Statins stop gallstones
Gallstones represent a considerable burden on healthcare worldwide. Although statins appear to prevent them in animal models, presumably by decreasing hepatic cholesterol biosynthesis, data from humans have been inconclusive. A study published in JAMA, based on the UK General Practice Register, is far more encouraging: patients with five or more statin prescriptions (1–1.5 years of use) had an adjusted odds ratio for gallstones followed by cholecystectomy of ~0.85, and those with20 or more prescriptions, an odds ratio of ~0.6, which was stable across various subcategories. The usual caveats regarding observational studies apply, but this is at least based on a large, validated database.
Aspirin in diabetes
After its success in the treatment of acute myocardial infarction and in the secondary prevention of cardiovascular events, aspirin suffered mission creep. It started, reasonably enough, with trials of primary prevention in people at high risk, but when these were positive, perfectly healthy people began to take it too. The pendulum is now swinging the other way, and the BMJ reports a meta-analysis of aspirin in people with diabetes but without symptoms or history of cardiovascular disease. It fails to find that the expected benefits exceed the risk of major bleeding, although it did substantially reduce the risk of myocardial infarction in men.

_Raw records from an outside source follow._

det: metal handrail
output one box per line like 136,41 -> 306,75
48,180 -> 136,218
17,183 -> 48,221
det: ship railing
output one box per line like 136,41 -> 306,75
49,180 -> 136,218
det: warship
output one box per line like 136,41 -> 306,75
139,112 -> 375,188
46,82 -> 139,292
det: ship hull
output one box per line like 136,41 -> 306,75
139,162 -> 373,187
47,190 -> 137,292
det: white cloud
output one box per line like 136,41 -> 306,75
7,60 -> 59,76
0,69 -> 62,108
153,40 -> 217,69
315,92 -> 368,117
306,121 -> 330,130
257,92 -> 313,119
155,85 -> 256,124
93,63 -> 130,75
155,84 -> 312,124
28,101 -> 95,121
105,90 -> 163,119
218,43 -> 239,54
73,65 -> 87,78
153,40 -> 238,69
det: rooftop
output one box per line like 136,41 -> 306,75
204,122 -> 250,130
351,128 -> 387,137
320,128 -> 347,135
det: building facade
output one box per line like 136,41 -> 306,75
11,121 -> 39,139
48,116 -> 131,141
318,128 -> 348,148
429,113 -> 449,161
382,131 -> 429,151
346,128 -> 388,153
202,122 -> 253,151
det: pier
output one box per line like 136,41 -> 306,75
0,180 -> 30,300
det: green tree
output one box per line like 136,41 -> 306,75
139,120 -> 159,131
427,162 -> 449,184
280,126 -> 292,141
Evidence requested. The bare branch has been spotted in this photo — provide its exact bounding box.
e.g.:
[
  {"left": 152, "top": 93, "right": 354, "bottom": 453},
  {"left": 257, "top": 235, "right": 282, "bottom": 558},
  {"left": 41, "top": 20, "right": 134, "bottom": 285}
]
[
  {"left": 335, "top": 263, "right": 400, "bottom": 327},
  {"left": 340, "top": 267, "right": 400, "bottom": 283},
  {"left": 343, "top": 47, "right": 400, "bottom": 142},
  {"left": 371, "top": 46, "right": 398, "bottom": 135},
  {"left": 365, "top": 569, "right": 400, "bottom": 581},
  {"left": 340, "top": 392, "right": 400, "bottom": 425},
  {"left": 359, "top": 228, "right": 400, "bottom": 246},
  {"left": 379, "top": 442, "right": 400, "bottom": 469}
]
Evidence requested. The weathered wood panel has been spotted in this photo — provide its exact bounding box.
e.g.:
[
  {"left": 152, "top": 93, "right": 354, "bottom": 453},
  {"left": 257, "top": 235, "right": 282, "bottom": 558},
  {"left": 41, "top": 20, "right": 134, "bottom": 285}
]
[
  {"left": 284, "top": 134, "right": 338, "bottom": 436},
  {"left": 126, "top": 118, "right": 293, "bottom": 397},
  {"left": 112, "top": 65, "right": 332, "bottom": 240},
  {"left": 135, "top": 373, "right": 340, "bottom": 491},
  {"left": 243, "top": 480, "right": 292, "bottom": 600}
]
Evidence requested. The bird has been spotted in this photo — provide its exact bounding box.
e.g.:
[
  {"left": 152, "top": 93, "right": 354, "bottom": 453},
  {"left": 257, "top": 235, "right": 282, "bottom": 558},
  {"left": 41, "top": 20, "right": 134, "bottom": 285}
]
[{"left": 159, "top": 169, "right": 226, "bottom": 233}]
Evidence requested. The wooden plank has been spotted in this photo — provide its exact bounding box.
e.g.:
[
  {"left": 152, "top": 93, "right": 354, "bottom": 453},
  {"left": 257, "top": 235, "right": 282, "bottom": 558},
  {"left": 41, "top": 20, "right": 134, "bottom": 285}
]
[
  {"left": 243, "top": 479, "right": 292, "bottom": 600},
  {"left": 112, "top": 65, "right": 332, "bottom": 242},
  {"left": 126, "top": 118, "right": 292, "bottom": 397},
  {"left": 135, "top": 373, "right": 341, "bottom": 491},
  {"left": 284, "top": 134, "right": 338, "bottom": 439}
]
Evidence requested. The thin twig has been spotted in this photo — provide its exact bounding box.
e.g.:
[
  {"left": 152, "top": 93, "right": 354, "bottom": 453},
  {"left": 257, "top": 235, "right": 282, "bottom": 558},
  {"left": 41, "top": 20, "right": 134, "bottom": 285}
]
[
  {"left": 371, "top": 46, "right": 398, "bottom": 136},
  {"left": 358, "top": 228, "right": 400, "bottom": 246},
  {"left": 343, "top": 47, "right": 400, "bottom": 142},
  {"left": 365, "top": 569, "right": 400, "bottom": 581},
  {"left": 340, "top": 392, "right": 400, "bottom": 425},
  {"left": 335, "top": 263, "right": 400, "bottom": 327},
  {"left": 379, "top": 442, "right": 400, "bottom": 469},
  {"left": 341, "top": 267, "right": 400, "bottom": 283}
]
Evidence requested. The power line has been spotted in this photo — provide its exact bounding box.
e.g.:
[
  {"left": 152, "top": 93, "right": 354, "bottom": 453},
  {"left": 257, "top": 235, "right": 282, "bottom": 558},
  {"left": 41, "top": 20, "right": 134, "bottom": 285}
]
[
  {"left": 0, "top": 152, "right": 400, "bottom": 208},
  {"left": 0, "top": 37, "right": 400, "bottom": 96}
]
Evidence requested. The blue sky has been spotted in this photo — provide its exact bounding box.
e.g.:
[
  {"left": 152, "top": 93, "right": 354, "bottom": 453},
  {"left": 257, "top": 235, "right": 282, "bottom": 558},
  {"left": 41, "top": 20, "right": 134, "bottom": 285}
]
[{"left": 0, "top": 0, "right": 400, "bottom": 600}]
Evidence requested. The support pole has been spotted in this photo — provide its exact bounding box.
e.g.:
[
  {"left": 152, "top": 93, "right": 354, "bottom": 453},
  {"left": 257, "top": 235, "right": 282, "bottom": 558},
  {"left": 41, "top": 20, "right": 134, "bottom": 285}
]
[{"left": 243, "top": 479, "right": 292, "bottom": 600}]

Lipids and vascular disease
You may have heard in mainstream media about the paper published by the Emerging Risk Factors Collaboration in JAMA, but the findings of this large analysis (68 studies, ~300,000 subjects) extend considerably beyond not having to fast for cholesterol testing. Triglyceride levels shed no light on vascular risk beyond that provided by HDL and total cholesterol, and the current focus on LDL cholesterol appears misplaced, with any change from non-HDL to HDL cholesterol being beneficial. Lastly, lipid levels far less strongly linked with stroke than with cardiovascular disease, which, given that statins reduce both events about equally, reminds us how much remains unknown about the mechanisms involved.
Preventing diabetes
Although the economic rewards of preventing type 2 diabetes are potentially enormous, trials suggest that only sustained and intensive lifestyle interventions have any degree of success. The 10-year extension of the Diabetes Prevention Program, published in the Lancet, is not about to change all that – not least because the trial’s lifestyle intervention was offered to all groups in the extension following its earlier success. As an accompanying Comment says, although the results suggest that metformin may help delay the onset of diabetes, or possibly mask it, difficult questions about its effects and cost effectiveness remain.
Treating renal artery stenosis
Stenosis of the renal artery is linked with hypertension and chronic kidney disease, and the condition carries a high mortality. Treatment usually centres on correcting the stenosis, either surgically or more recently by an endovascular approach. The results of an RCT in the NEJM, which assigned 800 patients to either revascularization and medical therapy or medical therapy alone, should make us think again. Revascularization carried high risks, including two deaths and three amputations, but conferred no benefit in terms of renal function, blood pressure, major cardiovascular events or death.
Pain after treatment for breast cancer
Dr Lydgate has a friend who complains of hypersensitivity and unpleasant distorted sensation in her arm following a recent mastectomy. So he was interested to learn, from a large survey in JAMA, that pain and sensory disturbance is a common, if underappreciated, problem. At 2–3 years after breast cancer treatment, 47% of ~4000 Danish women reported pain in the breast area, axilla or arm. It’s partly related to surgical technique and risk of nerve damage: axillary lymph node dissection increased the likelihood of pain compared with sentinel lymph node biopsy. Other factors associated with chronic pain included younger age and adjuvant radiotherapy.
Treating non-obese type 2 diabetics
Little is known about the optimum treatment for type 2 diabetes in non-obese patients (BMI <27). A trial in the BMJ randomised 102 such patients to insulin plus either metformin or repaglinide, and followed them for 12 months. Although there was no difference in the primary outcome of glycated haemoglobin levels, or in adverse events, the secondary outcome of weight gain was significantly lower in the metformin group (4.73 vs 2.2 kg), which seems worthwhile. Puzzlingly, the authors say they omitted an insulin-only group because of the known superiority of insulin plus oral hypoglycaemic agents in the obese. Wasn’t the point of the study that the non-obese may be different?
Moving the goalposts in clinical trials
One way in which investigators can maximize the chances of getting positive trial results is to measure a large number of outcomes. When the data are collected and the analysis complete, they write a paper emphasizing the outcomes that turned out positive and significant, while forgetting to mention the disappointingly negative results. The NEJM contains an analysis of 20 trials of gabapentin, comparing study protocols and the manufacturers' internal research reports with the published reports of study findings. Only nine were published as full-length research articles, and in five the outcome specified in the published report differed from that originally described in the protocol.